Tanto el alcalde como el juez, el padre Ananías así como el médico, el director de la escuela, e incluso un funcionario del ministerio de Salud Pública que pasó por el municipio, dirigiendo la fumigación casa por casa con D.D.T., investigaron, opinaron, debatieron y erraron en sus apreciaciones y, al igual que nosotros, comenzaron a convivir con el fenómeno, del mismo modo como Córdoba había aprendido por fuerza a cohabitar con las noches cruzadas por detonaciones anónimas de armas de todo tipo, alcance y color político; con las madrugadas pródigas en hallazgos de cadáveres, casi siempre de miembros del partido mayoritario y en el que, salvo Lolita, militábamos los empleados de la Recaudación de Hacienda Nacional.

Entre tumbos y dolores, un virus de gripa asiática que invadió buena parte del país y nos confinó en cama por una semana, el dólar a la par con el peso, el retiro del equipo antioqueño de la Vuelta a Colombia y el primer televisor en el pueblo, el año cincuenta y siete mordía ya su final, con el augurio de paz para los bandos irreconciliables.

Repuestos del miedo a la presencia militar de una dictadura que debutó entre aplausos y acabó entre chiflidos, como tenía que acabar, también ese año nos aprestábamos a concurrir a un publicitado plebiscito que traería el sosiego al país, con la primera actuación de las mujeres como votantes, quienes antes no tenían ese derecho por ser también la política cosa de hombres, si bien el terror y la sangre eran de todos.

Lolita, la secretaria, hubo de intervenir de nuevo en nuestras vidas con el propósito de salvarlas, merced a la mediación de su padre, adversario político nuestro que intercedió ante los militares, pretendiendo desconocer el destino real de nuestras periódicas recolectas, que iban dirigidas a Teófilo Rojas, alias “Chispas”, guerrillero liberal que ejercía el poder vindicatorio contra el gobierno y la capacidad armada de proteger la población.

En aquel domingo de noviembre, sólo bastó la muerte de un cabo y dos soldados en la zona de tolerancia para que el Jefe Civil y Militar del departamento de Caldas ordenara la detención de las personas que hubieran podido perpetrar los homicidios, auxiliar la comisión o enterarse por sí mismos o por terceros de su autoría.

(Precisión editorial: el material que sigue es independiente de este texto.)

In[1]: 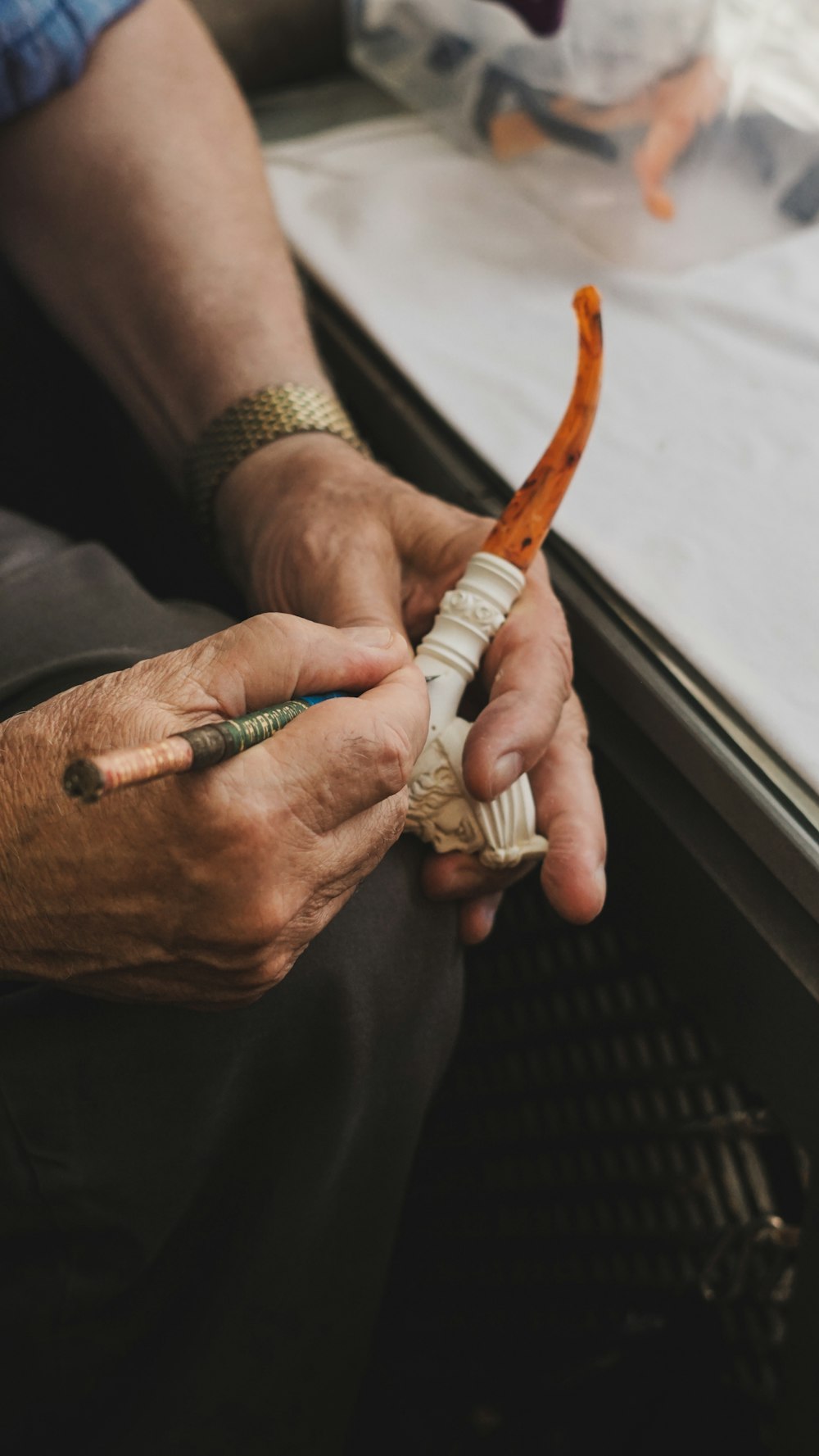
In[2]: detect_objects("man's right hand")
[0,613,429,1008]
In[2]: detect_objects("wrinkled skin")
[217,435,605,943]
[0,615,428,1009]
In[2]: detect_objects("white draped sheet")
[268,118,819,792]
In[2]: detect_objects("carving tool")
[62,693,346,804]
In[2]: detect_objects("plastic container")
[348,0,819,271]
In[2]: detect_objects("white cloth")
[269,118,819,791]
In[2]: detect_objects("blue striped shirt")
[0,0,140,120]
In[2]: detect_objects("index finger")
[251,663,429,834]
[464,558,572,800]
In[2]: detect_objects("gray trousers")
[0,511,461,1456]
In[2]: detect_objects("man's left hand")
[215,435,605,945]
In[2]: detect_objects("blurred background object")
[193,0,345,90]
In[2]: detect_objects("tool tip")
[62,759,105,804]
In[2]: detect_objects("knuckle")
[551,609,575,702]
[375,721,416,796]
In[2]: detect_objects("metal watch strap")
[182,384,369,536]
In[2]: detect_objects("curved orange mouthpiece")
[482,284,602,571]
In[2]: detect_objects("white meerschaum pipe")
[407,551,547,869]
[407,287,602,869]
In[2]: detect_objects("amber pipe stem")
[482,284,602,571]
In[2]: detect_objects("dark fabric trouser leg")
[0,515,461,1456]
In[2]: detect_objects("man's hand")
[217,435,605,943]
[0,615,428,1008]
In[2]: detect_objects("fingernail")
[491,753,523,800]
[342,622,396,646]
[483,905,497,935]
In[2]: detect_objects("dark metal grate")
[354,881,806,1456]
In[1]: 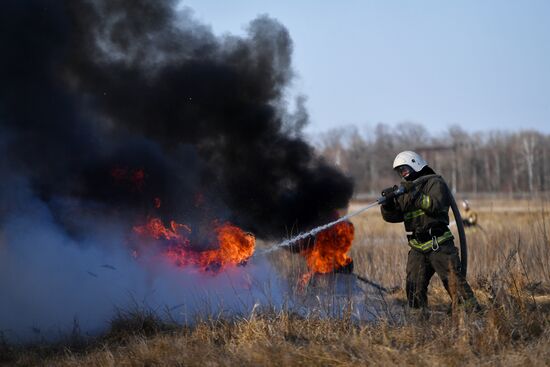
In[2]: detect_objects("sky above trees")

Es decir, todo Córdoba estaba incurso en la sospecha, así que el lunes de madrugada llegó el ejército a cada casa del pueblo, después a las mismas oficinas públicas y, sin que mediaran muchos argumentos, comenzaron por llevarse a Javier Duque. Luego a los demás.

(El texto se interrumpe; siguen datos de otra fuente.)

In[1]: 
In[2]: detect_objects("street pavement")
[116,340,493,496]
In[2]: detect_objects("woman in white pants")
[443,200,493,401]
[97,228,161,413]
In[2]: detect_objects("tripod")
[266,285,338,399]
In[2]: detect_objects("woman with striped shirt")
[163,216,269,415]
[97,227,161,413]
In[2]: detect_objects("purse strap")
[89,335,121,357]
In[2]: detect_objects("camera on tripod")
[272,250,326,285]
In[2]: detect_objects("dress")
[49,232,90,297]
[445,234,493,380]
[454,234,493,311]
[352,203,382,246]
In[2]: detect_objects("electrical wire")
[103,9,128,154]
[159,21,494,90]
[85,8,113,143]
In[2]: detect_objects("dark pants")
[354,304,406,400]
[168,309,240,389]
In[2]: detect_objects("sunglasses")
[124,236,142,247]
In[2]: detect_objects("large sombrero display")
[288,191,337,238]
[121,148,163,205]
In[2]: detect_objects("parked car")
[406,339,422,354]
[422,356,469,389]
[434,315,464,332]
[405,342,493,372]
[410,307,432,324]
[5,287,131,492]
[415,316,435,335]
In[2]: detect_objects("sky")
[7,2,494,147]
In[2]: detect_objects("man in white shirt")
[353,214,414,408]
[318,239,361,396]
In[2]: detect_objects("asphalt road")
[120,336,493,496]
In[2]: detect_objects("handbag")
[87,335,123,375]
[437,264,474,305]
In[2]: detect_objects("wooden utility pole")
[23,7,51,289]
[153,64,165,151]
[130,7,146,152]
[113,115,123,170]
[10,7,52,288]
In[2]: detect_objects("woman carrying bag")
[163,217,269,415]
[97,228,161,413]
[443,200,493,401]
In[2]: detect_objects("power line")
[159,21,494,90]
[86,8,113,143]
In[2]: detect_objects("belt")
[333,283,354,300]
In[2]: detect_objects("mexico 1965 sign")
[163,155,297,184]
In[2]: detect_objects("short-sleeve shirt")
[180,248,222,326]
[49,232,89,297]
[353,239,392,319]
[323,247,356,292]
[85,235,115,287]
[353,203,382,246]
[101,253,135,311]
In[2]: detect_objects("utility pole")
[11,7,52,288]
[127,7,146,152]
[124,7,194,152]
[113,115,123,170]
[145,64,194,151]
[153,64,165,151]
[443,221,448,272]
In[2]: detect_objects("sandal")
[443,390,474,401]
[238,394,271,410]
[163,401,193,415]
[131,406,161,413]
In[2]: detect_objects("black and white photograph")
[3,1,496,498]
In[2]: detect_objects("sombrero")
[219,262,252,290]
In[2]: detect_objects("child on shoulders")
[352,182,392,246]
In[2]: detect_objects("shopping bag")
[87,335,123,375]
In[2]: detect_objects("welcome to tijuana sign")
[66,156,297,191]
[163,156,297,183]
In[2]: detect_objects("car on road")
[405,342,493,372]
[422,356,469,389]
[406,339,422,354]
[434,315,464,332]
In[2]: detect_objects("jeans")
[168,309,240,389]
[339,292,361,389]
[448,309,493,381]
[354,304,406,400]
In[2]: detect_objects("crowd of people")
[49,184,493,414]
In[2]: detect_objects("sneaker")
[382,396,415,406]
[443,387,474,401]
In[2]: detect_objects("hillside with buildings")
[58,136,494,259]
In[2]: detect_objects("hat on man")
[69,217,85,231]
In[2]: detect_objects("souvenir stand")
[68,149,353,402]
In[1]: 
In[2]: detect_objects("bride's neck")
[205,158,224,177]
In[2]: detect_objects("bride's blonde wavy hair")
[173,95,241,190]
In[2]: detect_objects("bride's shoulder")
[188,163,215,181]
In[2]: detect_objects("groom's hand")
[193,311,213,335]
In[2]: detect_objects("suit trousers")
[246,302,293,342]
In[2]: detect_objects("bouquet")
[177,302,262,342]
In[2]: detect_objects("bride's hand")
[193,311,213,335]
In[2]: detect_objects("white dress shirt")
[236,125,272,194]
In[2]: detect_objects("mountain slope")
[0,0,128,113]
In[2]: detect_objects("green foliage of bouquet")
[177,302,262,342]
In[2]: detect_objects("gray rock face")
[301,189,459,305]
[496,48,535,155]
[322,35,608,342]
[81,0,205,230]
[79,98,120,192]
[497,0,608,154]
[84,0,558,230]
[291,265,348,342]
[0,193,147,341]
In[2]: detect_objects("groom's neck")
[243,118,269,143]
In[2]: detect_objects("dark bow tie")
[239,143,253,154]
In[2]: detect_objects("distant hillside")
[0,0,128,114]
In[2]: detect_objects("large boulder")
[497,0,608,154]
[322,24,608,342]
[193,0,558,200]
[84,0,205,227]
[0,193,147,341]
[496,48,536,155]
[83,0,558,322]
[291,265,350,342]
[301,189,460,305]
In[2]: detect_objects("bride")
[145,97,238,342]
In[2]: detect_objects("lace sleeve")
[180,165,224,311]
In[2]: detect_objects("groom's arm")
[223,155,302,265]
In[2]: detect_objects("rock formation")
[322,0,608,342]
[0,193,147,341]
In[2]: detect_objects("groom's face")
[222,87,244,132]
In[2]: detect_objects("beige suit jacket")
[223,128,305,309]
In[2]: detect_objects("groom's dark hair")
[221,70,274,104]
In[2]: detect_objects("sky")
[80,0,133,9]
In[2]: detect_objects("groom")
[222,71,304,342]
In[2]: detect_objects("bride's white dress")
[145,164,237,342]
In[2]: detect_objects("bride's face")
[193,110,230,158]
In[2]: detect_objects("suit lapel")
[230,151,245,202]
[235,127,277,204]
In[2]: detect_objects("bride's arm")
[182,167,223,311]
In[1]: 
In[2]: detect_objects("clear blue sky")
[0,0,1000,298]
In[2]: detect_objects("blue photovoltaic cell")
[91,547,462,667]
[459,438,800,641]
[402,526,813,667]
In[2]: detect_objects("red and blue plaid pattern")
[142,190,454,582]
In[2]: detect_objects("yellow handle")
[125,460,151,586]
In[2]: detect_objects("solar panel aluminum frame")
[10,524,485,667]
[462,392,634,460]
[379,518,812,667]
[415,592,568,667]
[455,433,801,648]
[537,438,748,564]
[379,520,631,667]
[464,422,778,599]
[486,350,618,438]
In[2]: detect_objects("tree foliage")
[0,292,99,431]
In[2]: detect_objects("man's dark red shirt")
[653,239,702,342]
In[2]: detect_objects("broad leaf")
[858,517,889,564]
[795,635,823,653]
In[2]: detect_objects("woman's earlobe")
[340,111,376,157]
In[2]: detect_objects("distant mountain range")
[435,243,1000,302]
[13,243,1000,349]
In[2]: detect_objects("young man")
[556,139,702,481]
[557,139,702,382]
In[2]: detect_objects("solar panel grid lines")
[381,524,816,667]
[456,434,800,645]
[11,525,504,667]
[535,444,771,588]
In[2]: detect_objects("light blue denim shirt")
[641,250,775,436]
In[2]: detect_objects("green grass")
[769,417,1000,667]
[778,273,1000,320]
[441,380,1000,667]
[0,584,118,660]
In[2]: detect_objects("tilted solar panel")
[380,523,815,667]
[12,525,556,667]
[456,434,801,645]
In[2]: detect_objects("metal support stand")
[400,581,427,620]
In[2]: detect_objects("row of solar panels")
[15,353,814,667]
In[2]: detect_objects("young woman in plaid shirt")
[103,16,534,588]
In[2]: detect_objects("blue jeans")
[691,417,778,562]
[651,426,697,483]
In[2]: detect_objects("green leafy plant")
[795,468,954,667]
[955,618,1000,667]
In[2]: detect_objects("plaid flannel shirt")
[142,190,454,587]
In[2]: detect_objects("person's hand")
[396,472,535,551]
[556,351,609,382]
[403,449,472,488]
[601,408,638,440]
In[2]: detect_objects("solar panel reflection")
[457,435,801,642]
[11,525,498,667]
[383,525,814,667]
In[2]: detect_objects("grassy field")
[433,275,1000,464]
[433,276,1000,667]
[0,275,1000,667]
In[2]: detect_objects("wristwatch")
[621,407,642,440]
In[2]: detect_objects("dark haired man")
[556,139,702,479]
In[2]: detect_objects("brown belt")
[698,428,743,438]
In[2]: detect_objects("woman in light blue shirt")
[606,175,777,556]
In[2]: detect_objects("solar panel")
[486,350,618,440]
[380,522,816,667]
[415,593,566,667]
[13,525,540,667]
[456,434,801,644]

Cinco días más tarde, tras compartir el encierro con toda la población en el parque principal, al reabrir con tristeza la oficina, asombrados advertimos que el olor había escapado y sólo volvimos a tropezar con él cuando Lolita, entre gritos, veinticinco días después reconoció en el anfiteatro el descompuesto cadáver de Javier Duque, el Recaudador de Hacienda.